A few days after my initial deposit and my balance flipped back to eighteen. I’m not sure if this is the buggy UI or just fluctuation in the price of TERN. The FAQ indicates that the value of TERN is pegged against the USDD stablecoin and is “tied to TERN on the BlockCard ecosystem”, independent of trading on any other exchanges. “As users deposit on BlockCard, the value of TERN increases. Β As people spend, the value decreases. TERN is never issued at less than $0.008”

This is all very problematic from a transparency standpoint and seems very ripe for abuse, especially since their use agreement allow up to 36 hours for deposits to clear. Without any clear exchange rates as part of the deposit process, users are basically at the mercy of BlockCard to treat them fairly. With no clear indication of the TERN/USDD price, users are left to do the math to make sure they’re not getting ripped off. Even by my own calculations, my current balance is being valued at 0.0069.

17.699 / 2570.33 = 0.006999, an immediate loss of 14% value on deposit.

So does this mean that incoming transactions are converted to TERN at the 0.008 exchange rate, but then immediately lose value upon being credited to a user’s account? If this is accurate, it seems like a very bad deal for users.


The marketing for BlockCard touts the six percent rewards on spending. While on the surface, this seems like a deal, until you find out that these reward levels depend on staking TERN.

Source: BlockCard Rewards Page

At the base rate of $0.008 TERN/USDD, that’s a minimum of $240 worth of TERN for the bottom tier, and almost twelve hundred dollars required for the top. Granted, one might be able to cut that quite a bit if one is able to acquire TERN at a discount on a exchange, but given the hype that BlockCard is putting on the rewards aspect of their card, it’s disingenuous not to mention the staking requirements on their marketing.

The main exchange market for TERN is BitMart, ranked 24th on CoinMarketCap and based out of the Caymans. Source: BitMart, Apr 22, 15:34EST


There’s other issues with BlockCard as well that are worth mentioning. For one, I’ve been unable to use the card since I don’t have the option to complete KYC on my account. I’m guessing I have to request a physical card to do that, but I’m hesitant to do so since it’ll cost me ten dollars.

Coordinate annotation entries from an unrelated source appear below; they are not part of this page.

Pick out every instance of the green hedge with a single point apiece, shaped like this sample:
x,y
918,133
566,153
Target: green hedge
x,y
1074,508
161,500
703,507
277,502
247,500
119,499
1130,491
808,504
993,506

I’ll likely reach out to BlockCard for confirmation on this, and just to be fair I’ll give BlockCard’s CEO Ian Kane a chance to respond to this article and address any inaccuracies.

The last issue is related to taxes. Sending depositing crypto to your BlockCard account and automatically converting it to TERN qualifies as a taxable event. Spending the funds on the card does as well. Kane said in a tweet that they plan on adding CSV export for transactions, but for now users will have to copy and paste the details manually.

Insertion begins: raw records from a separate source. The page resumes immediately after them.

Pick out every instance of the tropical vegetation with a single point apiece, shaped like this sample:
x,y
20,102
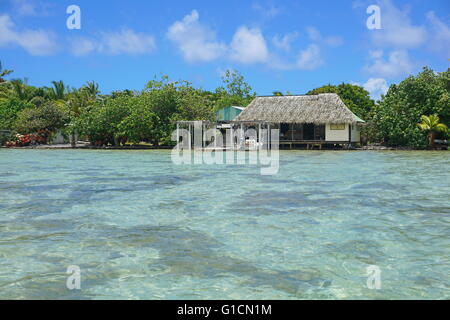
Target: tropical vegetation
x,y
148,116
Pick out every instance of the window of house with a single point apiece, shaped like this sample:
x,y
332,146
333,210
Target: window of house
x,y
337,126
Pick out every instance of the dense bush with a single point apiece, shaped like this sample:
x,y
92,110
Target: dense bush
x,y
45,119
395,118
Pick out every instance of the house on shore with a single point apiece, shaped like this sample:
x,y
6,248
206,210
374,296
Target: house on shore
x,y
228,114
304,120
307,121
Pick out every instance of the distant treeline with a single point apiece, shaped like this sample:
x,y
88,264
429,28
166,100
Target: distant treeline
x,y
149,115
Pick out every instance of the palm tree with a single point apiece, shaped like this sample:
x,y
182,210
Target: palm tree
x,y
59,90
431,125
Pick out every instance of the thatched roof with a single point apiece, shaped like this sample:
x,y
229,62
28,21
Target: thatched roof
x,y
318,109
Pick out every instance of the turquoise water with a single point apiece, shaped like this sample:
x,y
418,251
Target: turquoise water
x,y
140,227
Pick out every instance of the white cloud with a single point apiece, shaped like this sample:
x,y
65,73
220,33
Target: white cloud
x,y
125,41
440,35
314,35
24,7
310,58
397,64
397,31
376,87
248,46
196,41
35,42
267,12
284,43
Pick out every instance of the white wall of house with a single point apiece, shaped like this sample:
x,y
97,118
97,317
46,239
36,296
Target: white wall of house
x,y
356,133
336,135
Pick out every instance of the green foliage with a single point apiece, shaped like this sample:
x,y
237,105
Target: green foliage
x,y
48,118
9,109
356,98
235,93
398,112
4,73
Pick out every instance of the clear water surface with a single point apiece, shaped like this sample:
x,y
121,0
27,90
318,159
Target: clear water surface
x,y
140,227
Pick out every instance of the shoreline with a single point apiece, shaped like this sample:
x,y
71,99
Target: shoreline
x,y
89,147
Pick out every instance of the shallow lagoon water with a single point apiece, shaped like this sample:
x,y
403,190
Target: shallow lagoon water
x,y
140,227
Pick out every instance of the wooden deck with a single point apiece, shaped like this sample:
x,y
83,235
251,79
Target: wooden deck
x,y
311,144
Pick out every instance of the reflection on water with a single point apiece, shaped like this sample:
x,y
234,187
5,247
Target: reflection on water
x,y
140,227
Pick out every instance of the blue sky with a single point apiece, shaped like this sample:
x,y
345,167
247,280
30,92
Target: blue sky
x,y
277,45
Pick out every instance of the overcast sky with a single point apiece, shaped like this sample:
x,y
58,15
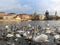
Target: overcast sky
x,y
30,6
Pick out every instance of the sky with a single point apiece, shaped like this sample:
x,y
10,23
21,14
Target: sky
x,y
30,6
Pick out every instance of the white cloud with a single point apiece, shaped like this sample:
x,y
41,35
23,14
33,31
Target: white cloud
x,y
13,6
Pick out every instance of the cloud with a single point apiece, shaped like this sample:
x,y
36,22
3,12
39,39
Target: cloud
x,y
13,6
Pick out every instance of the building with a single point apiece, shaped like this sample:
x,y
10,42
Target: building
x,y
25,17
41,17
8,16
1,15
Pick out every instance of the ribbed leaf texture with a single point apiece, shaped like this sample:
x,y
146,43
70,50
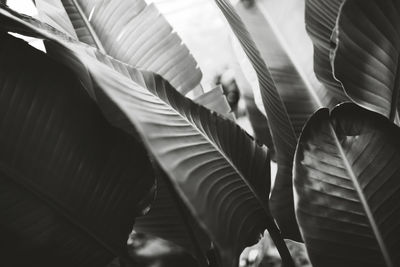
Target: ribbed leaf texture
x,y
282,132
70,183
215,100
257,119
300,98
130,31
347,188
170,219
221,174
366,58
321,16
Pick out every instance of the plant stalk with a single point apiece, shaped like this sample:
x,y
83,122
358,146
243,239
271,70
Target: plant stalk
x,y
280,244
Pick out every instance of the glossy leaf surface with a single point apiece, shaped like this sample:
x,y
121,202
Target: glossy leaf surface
x,y
70,183
131,31
347,188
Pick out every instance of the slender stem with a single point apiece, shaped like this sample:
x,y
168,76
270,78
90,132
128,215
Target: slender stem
x,y
280,244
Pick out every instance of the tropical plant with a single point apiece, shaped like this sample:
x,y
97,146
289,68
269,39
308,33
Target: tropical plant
x,y
98,138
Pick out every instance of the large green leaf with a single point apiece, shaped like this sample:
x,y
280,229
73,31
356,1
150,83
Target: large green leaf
x,y
70,183
321,18
257,119
292,83
347,188
130,31
220,173
169,219
366,58
282,132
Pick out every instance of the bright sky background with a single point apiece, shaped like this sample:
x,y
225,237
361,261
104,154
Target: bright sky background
x,y
198,22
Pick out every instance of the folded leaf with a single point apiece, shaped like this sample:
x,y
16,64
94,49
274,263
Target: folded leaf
x,y
321,18
221,174
346,179
130,31
280,126
70,183
294,87
366,57
169,219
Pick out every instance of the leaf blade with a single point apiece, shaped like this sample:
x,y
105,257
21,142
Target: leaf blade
x,y
342,189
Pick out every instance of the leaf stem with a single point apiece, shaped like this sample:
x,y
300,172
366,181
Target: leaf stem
x,y
280,244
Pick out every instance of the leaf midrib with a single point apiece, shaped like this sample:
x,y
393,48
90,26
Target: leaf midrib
x,y
19,179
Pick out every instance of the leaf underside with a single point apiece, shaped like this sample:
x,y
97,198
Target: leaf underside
x,y
321,16
347,186
366,57
282,132
131,31
71,184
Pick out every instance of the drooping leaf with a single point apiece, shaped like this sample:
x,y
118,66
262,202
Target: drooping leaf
x,y
346,179
131,31
169,219
70,183
294,87
257,119
215,100
149,251
221,174
282,132
321,18
366,57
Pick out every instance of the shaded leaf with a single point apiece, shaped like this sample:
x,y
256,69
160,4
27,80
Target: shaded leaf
x,y
221,174
257,119
346,179
366,57
294,87
215,100
321,18
70,183
280,126
169,219
130,31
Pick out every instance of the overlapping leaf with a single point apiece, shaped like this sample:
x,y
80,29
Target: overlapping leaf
x,y
366,57
321,18
221,174
348,189
169,219
294,87
70,183
280,126
130,31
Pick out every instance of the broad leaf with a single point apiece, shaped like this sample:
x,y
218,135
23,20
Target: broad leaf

Finally, I want to be clear that this post is not just meant to be a complete dump on the work that Kane and the BlockCard team have done. They’ve done well so far to put together this link between cryptocurrency and traditional payments system. While I’ve yet to use BlockCard for a payment, it does seem to be one of the fastest ways to spend crypto to fiat. My concerns are mainly with the execution of the crypto components of the system. Using TERN as an intermediary currency, without clear indications of how either deposit or balance calculations are converted, is especially troublesome. And the prospects of their so-called rewards system is completely offset by the staking risk, which is again compounded with the lack of transparency in the exchange value.

For now, I’m going to hold off further judgement on BlockCard until they’ve had a chance to respond.